Creating a Search Engine for Domain-Specific Text

Alumni Data Science Project

Ilana Zimmerman, MDS Computational Linguistics Alumna (Class of 2020) was tasked to create a search engine based on two transformer models in her role as a Natural Language Processing Engineer with ALEX - Alternative Experts. ALEX is an ISO 9001:2015-certified solutions provider to Government, Defense, and Commercial contracts, based in Washington, DC.

The search engine was to be used on domain-specific text and Zimmerman was recommended to train a model based on the Semantic Textual Similarity (STS) task. This search engine was a key deliverable to a contract her team was working on.

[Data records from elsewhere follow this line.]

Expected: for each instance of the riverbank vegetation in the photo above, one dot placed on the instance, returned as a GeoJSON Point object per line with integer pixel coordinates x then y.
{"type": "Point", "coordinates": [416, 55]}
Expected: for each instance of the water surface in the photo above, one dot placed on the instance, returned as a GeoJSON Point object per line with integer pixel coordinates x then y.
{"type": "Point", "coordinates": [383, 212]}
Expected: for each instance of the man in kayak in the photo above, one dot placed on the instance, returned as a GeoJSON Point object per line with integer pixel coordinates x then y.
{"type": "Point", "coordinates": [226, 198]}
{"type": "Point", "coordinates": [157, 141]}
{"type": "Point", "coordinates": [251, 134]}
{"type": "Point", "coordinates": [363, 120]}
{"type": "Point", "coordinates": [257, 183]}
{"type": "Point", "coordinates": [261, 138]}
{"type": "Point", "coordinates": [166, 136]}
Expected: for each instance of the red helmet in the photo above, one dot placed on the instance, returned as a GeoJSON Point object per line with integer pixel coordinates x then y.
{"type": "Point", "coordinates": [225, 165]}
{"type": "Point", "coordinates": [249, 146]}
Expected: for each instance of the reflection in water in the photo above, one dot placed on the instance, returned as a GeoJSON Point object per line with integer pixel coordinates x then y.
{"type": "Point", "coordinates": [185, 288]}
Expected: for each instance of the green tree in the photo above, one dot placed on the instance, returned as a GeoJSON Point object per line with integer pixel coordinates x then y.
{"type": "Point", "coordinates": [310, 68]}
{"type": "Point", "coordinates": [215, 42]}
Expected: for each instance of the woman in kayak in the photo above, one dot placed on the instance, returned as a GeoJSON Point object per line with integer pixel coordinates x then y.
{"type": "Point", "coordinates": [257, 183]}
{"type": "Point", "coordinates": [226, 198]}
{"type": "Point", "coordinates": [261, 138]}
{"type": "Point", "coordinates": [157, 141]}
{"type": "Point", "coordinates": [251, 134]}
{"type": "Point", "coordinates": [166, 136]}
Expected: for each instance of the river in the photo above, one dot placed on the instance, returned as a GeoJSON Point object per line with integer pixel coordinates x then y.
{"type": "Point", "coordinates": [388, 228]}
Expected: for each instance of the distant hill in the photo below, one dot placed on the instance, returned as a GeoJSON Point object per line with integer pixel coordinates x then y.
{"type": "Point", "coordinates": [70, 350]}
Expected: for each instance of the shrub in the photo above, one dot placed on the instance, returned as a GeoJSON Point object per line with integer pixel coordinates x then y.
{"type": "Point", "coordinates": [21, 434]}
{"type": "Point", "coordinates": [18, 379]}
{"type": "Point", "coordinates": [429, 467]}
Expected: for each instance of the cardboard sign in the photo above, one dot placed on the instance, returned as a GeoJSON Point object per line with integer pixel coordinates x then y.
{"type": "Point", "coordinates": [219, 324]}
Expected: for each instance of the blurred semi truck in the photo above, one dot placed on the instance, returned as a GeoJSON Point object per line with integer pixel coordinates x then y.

Zimmerman was given code to train a model based on the STS task and means to deploy the model.

The first task was to develop a training set of sentence pairs from their domain for their in-house annotators to label on a scale of 1-5 based on the sentence pair similarity. 

Extracting sentence pairs with an equal distribution in similarity between 1 and 5 turned out to be tougher than anticipated for Zimmerman. It also turned out that the domain specific STS model was not appropriate for their use case. 

After reading a research paper on large-scale information retrieval, Zimmerman was able to successfully develop the code to train a model based on it. Additionally, Zimmerman also found a fast similarity search tool that was developed by Facebook AI and designed to support searching up to billions of images. From that, the back-end code was restructured for the search engine.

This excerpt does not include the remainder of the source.